Why have so many companies invested so much into the competency of Alliance Management? It is because strategic alliances are difficult and often fail. Based on a 2015 Vantage Partners survey, only 41% of strategic alliances fully achieve their stated objectives. When two organizations combine with different cultures, capabilities, incentives, working styles, operating practices, and risk profiles, the collaboration is bound to have challenges. Without the right expertise and support, the alliance relies on luck to achieve its goals.
While all alliances are challenging, additional challenges emerge when companies in different industries partner. For example, much has been made of the tech titans entering the healthcare space. Pharma and other healthcare companies are now partnering with companies like Google, Amazon, IBM and others that grew up in the world of technology. Putting these companies together is like mixing oil and water. On one hand, the risk averse, highly-regulated companies have rigid processes to manage quality and patient safety and have lengthy product development life cycles of 10 years.
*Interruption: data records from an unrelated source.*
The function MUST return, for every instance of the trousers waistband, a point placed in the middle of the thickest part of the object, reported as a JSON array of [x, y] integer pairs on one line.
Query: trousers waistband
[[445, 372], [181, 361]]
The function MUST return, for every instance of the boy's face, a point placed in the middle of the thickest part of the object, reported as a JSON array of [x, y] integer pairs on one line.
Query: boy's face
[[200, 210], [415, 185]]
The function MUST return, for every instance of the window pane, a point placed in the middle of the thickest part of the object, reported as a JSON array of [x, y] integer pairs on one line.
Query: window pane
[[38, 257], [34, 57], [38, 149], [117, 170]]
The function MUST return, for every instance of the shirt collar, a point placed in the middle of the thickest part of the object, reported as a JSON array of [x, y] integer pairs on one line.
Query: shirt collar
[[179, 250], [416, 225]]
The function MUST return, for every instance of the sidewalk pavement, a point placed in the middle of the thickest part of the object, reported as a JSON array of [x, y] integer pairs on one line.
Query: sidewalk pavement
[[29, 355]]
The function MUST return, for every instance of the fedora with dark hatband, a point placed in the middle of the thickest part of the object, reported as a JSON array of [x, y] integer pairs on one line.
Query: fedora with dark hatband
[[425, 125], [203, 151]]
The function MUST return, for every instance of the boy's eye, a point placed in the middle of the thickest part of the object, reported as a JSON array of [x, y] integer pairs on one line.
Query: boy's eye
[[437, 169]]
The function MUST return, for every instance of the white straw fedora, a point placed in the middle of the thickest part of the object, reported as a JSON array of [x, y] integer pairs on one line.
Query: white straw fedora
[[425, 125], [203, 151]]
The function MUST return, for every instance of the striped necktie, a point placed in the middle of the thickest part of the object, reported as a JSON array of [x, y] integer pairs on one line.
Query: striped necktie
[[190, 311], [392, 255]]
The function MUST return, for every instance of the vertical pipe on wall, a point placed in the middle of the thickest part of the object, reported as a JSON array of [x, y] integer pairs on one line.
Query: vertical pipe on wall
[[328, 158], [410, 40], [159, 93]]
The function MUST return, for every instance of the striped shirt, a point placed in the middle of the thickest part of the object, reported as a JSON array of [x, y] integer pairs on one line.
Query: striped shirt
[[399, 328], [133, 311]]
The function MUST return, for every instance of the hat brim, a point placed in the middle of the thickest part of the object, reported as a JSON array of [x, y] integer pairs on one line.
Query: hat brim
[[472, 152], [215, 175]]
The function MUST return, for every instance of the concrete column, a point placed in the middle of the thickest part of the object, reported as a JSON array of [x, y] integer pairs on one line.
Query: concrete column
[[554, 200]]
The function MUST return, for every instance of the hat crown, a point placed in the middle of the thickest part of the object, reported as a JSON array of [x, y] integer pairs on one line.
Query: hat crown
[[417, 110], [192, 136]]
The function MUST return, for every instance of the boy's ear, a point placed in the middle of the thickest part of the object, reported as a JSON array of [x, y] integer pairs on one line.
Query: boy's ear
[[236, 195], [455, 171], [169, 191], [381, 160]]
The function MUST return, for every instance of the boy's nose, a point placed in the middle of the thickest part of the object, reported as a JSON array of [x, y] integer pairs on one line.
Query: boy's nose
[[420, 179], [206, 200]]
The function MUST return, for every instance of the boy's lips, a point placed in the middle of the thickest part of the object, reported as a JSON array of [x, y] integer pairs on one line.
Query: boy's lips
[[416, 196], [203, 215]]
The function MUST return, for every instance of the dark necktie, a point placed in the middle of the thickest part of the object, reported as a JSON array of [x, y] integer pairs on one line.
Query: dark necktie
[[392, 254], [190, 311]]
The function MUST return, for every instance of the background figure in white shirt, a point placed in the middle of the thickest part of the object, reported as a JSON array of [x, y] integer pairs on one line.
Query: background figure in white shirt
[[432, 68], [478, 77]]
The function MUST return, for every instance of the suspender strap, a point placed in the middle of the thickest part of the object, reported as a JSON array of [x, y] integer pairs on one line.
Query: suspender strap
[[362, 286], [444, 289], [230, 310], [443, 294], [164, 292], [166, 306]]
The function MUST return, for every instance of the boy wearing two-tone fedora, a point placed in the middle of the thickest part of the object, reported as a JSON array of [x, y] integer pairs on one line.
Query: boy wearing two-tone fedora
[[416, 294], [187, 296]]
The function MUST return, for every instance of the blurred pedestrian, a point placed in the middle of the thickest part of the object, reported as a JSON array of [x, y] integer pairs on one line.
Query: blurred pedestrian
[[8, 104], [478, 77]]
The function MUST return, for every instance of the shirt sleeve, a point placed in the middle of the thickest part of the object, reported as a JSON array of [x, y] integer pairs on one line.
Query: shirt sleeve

On the other, companies that are bred and trained to take risks operate by moving quickly to stave off extinction. These two different types of companies speak different languages with different acronyms that could fill volumes. These types of counter-cultural partnerships require real work to ensure the relationship works well and achieves its goals.
Partnerships with Combination Products
We face similar challenges in the combination product realm. Device companies are staffed with engineers and human factors experts, among others. Pharma companies are life science-based, with chemists, biologists, clinicians, toxicologists and the like. Product design and development processes and development cycles are vastly different. We, too, use different language and acronyms and typically work at a different pace. But at the core, we find commonality in our focus on patients. That is where the magic happens. Whatever differences and challenges we have can be simplified by being reminded of our common bond and the impact we can only have by working together.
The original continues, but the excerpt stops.